Industrial production decreased 0.6 percent month-on-month in January. Services output declined (down 0.2%, m-o-m and down 2.0%, y-o-y), and mining and manufacturing also fell (down 1.6%, m-o-m and up 7.5%, y-o-y). Industrial production rose 1.4 percent year-on-year.
Retail sales increased 1.6 percent month-on-month and stayed flat year-on-year. Facility investment rose (up 6.2%, m-o-m and up 19.4%, y-o-y), while construction investment declined (down 6.0%, m-o-m and down 6.4%, y-o-y).
Exports went up 9.5 percent year-on-year in February backed by the IT sector and automobiles. Average daily exports, an indicator calculated according to the days worked, jumped 26.4 percent from a year ago (US $1.82 billion in Feb 2020 >> US $2.30 billion in Feb 2021).
The consumer sentiment index (CSI) rose 2.0 points month-on-month in February to 97.4. The business sentiment index (BSI) for the manufacturing sector fell 3 points to 82, and the BSI outlook for March rose 4 points to 85.
The cyclical indicator of the coincident composite index for January fell 0.2 points from a month ago to 99.5, and the cyclical indicator of the leading composite index rose 0.3 points to 102.7.
The economy lost 473,000 jobs year-on-year in February, and the unemployment rate rose 0.8 percentage points from a year ago to 4.9 percent.
Consumer prices went up 1.1 percent from a year ago in February, and core inflation rose 0.8 percent.
KOSPI showed high volatility in February due to the rising long-term interest rates in major economies. The won weakened due to the strong dollar, and Korea treasury yields, especially long-term bond yields, went up in line with rising global market interest rates.
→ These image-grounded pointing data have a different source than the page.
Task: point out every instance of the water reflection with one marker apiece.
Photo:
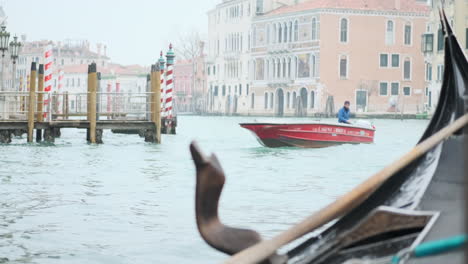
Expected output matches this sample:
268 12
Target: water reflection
127 201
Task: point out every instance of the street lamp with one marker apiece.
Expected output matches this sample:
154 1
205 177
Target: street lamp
4 38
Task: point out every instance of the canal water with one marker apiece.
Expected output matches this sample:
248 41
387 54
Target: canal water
127 201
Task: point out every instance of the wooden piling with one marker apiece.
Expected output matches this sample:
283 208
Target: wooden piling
98 95
91 99
66 111
40 101
156 102
32 100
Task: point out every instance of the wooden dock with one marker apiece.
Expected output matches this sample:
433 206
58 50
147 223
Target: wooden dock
35 112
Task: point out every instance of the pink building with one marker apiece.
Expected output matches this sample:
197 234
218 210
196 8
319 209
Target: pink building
311 57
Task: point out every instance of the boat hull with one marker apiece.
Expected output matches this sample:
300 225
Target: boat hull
313 135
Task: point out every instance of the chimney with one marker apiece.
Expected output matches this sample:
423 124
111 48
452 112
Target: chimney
397 4
202 48
98 46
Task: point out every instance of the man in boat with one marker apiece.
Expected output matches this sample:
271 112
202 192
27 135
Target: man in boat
343 114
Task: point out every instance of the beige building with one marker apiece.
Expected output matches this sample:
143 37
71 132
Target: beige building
433 43
308 58
228 52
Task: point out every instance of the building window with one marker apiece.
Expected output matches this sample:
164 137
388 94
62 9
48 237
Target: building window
252 101
294 100
395 60
314 29
254 37
440 72
344 30
296 31
280 33
268 34
428 72
466 38
390 33
271 100
407 69
395 88
383 60
314 70
312 100
408 34
440 40
383 88
343 67
407 91
275 30
428 42
285 31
Home prices rose at a faster rate in February (up 0.79% in January >> up 0.89% in February, m-o-m), and Jeonse (lump-sum deposits with no monthly payments) prices rose slowly (up 0.71% in January >> up 0.64% in February, m-o-m).
The economy has seen both exports and investment improving. Although job losses eased, domestic demand has stayed stagnant, affected by the resurging virus.
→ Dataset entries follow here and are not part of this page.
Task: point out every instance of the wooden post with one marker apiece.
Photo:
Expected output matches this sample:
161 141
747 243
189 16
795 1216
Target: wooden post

Expansion of vaccinations and the implementation of large-scale stimulus packages in major economies have raised expectations for global economic recovery. However, financial market volatility somewhat increased due to inflation concerns.
The government will expedite policy measures to lead quick economic recovery and stabilize people’s livelihoods, and will make all efforts to manage internal and external risks and prepare to carry out the supplementary budget.